New Insights into Cerebrovascular Pathophysiology and Hypertension

Despite advances in acute management and prevention of cerebrovascular disease, stroke and vascular cognitive impairment together remain the world’s leading cause of death and neurological disability. Hypertension and its consequences are associated with over 50% of ischaemic and 70% of haemorrhagic strokes but despite good control of blood pressure there remains a 10% risk of recurrent cerebrovascular events and there is no proven strategy to prevent vascular cognitive impairment. Hypertension evolves over the life-span, from predominant sympathetically-driven hypertension with elevated mean blood pressure (BP) in early and mid-life to a late-life phenotype of increasing systolic and falling diastolic pressures, associated with increased arterial stiffness and aortic pulsatility. This pattern may partially explain both the increasing incidence of stroke in younger adults as well as late-onset, chronic cerebrovascular injury associated with concurrent systolic hypertension and historic midlife diastolic hypertension. With increasing arterial stiffness and autonomic dysfunction, blood pressure variability increases, independently predicting the risk of ischaemic and intracerebral haemorrhage, and is potentially modifiable beyond control of mean blood pressure. However, the interaction between hypertension and control of cerebral blood flow remains poorly understood.

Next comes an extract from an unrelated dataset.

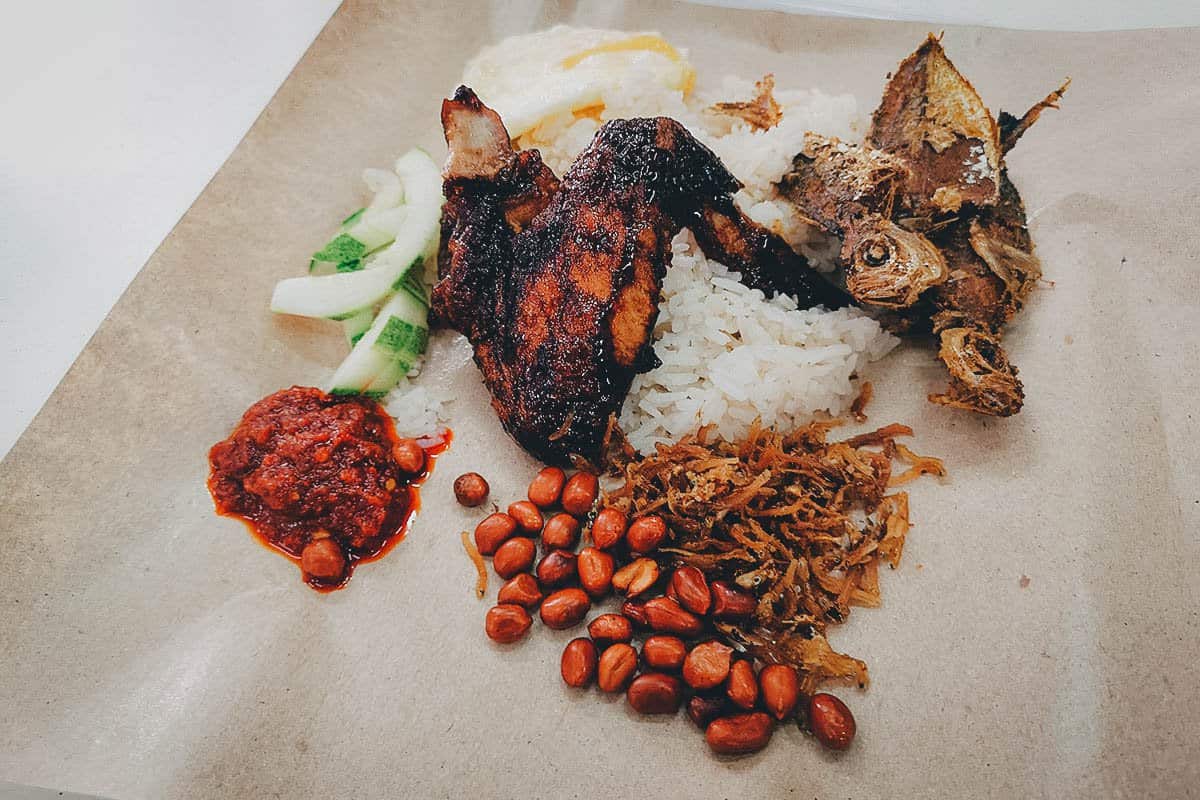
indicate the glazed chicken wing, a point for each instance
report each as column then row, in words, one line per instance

Cerebral small vessel disease is associated with increased pulsatility in large cerebral vessels and reduced reactivity to carbon dioxide, both of which are being targeted in early-phase clinical trials. Cerebral arterial pulsatility is mainly dependent upon increased transmission of aortic pulsatility via stiff vessels to the brain whilst cerebrovascular reactivity reflects endothelial dysfunction. In contrast, although cerebral autoregulation is critical to adapt cerebral tone to blood pressure fluctuations to maintain cerebral blood flow, its role as a modifiable risk factor for cerebrovascular disease is uncertain. New insights into hypertension-associated cerebrovascular pathophysiology may provide key targets to prevent chronic cerebrovascular disease, acute events and vascular cognitive impairment.